Mashups and Social Networking
Social services such as Flickr, YouTube, and MySpace are all blocked by the only ISP available in UAE. So what are you really talking about?

Once again, Web services have been around for a long long time. But now that it's called Mashup and API sharing with XML RPCs is something big. How many tags/buzzwords could clients afford?

Spraying Jargons and cool-guy words

Pushing envelopes using buzzwords won't get us anywhere but to the dictionary!

It's going to look ugly if I keep on quoting the whole article and comment on. It's shameful. It is.

Blog feedback:
DINESH>> I agree with you to a certain extent. AJAX has been around for a while, but really started going places this year. I think what's more relevant is the concept of Web 2.0. Making websites and applications feel more responsive.
What these concepts are supposed to do is to increase the usability of a site without the dread of reloading a page etc… So instead of hyping the use of Ajax I think companies should focus on making their sites more intuitive and usable, adopting standards so that it works on all browsers and platforms, and also accessibility. Ajax is a tool to reach that and not the primary focus. The focus is and will always be the USER!

DOTONE>> "The focus is and will always be the USER!"
Exactly! Exactly what is supposed to be discussed.
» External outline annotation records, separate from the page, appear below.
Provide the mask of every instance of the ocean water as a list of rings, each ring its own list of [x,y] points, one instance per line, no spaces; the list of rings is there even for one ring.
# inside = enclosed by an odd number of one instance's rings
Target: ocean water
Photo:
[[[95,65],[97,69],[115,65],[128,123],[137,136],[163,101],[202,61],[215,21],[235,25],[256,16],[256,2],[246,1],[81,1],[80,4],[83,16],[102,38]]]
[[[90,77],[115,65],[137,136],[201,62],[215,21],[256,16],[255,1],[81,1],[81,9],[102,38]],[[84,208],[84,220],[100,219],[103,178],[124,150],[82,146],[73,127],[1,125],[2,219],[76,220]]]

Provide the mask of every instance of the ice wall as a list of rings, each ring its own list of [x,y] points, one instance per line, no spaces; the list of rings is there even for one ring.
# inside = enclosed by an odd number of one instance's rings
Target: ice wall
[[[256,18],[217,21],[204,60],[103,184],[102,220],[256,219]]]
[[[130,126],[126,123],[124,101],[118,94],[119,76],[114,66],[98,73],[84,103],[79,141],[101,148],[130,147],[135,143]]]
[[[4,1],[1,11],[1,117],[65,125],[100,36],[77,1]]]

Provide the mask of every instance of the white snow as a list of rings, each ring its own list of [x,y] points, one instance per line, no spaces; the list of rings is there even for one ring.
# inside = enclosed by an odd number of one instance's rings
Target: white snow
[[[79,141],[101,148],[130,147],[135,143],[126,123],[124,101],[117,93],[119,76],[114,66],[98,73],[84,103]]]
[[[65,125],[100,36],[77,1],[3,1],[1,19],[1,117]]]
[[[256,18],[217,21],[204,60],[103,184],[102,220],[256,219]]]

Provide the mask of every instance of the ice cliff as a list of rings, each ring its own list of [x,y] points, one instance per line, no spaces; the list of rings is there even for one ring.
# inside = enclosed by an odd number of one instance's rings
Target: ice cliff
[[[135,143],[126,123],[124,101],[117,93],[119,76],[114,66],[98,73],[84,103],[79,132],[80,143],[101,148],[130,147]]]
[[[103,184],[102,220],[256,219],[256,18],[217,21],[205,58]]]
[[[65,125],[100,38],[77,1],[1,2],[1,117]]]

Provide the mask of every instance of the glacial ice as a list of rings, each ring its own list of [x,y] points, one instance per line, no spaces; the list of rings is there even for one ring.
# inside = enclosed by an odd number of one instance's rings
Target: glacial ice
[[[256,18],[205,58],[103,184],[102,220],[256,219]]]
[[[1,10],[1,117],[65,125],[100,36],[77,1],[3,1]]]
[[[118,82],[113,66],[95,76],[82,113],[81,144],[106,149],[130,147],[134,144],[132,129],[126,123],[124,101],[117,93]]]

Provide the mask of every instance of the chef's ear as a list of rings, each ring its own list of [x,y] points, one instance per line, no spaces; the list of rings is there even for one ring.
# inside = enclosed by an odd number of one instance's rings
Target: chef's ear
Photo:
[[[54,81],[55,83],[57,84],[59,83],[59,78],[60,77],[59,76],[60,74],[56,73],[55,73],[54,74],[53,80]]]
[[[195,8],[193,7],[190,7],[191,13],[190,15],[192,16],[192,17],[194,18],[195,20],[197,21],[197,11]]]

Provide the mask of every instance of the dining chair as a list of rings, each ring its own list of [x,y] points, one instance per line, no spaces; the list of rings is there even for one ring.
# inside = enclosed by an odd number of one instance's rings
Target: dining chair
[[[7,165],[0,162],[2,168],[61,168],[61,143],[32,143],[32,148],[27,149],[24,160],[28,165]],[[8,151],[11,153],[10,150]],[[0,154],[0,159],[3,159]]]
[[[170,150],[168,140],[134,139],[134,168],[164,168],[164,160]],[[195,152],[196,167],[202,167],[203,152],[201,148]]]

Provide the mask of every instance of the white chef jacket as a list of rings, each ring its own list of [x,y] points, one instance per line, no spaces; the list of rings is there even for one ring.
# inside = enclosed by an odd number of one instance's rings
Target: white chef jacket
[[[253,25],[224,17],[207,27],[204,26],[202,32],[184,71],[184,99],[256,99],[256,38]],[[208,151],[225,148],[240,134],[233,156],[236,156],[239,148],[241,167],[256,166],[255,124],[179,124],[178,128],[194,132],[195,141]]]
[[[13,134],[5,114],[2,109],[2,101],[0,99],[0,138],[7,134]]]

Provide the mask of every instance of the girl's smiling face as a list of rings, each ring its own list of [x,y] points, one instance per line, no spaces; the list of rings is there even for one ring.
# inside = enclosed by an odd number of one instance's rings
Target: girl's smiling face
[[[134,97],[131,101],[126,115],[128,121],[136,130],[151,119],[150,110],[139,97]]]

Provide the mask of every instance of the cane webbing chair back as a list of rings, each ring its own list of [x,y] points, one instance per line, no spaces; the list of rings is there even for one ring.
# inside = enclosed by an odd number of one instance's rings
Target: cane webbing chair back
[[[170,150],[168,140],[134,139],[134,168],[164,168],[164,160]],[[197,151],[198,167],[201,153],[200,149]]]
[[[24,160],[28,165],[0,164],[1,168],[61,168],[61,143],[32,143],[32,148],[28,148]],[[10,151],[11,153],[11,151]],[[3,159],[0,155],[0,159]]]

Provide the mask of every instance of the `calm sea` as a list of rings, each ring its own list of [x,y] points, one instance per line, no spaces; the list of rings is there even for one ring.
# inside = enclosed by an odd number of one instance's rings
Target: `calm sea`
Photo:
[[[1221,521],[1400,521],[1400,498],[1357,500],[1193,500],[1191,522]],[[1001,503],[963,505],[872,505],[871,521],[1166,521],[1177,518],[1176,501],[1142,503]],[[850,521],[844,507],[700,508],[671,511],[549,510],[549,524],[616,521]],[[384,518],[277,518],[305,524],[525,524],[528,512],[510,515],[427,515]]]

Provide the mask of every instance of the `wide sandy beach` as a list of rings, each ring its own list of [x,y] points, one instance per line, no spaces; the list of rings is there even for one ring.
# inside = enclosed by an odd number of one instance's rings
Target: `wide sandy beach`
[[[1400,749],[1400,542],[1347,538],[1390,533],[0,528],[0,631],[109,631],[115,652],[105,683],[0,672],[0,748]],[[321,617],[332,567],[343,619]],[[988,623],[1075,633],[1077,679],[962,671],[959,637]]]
User behavior, usability researches, and best practices instead of brainwashing clients with tech buzzwords. Better user experience is the point to be discussed not the renamed tags.

HANI AL WALID>> Old habits and practices(using names and foreigners to market).

HAMAD>> I think they try to be flexible with how the region moves. I am not the best one to talk about all this, but I believe ITP is trying to bring all people to map.

RIDA AL BARAZI>> Instead of admitting how late they are, they say that they are the first adopters in the region? I can't believe this…

If they really talking and encouraging the Web2.0 movement and so on, why didn't they support comments and pingbacks on their websites? Isn't it about interaction and sociality?

At least they would read this conversation to understand that the power is in the individuals that the ME big companies never supported or encouraged but always ignored.

Editor's Note:
Appreciate the input and the debate, but must point out that this whole article is based on what technologies Gartner believes will make it mainstream and when. Its "Hype Cycle for Emerging Technologies, 2006" report is not designed for those in the inner sanctum who are way ahead of the adoption, deployment, use, or call it what you will, technology curve. More than 1,900 information technologies and trends across more than 75 industries, technology markets, and topics are evaluated by more than 300 Gartner analysts in what it says is the most comprehensive assessment of technology maturity in the IT industry. Gartner's hype cycles assess the maturity, impact and adoption speed of hundreds of technologies across a broad range of technology, application and industry areas. It highlights the progression of an emerging technology from market over enthusiasm through a period of disillusionment to an eventual understanding of the technology's relevance and role in a market or domain. It sees Web 2.0 and related technologies and tools just hitting or about to hit what it terms the "Peak of Inflated Expectations". Ajax is approaching the "Trough of Disillusionment".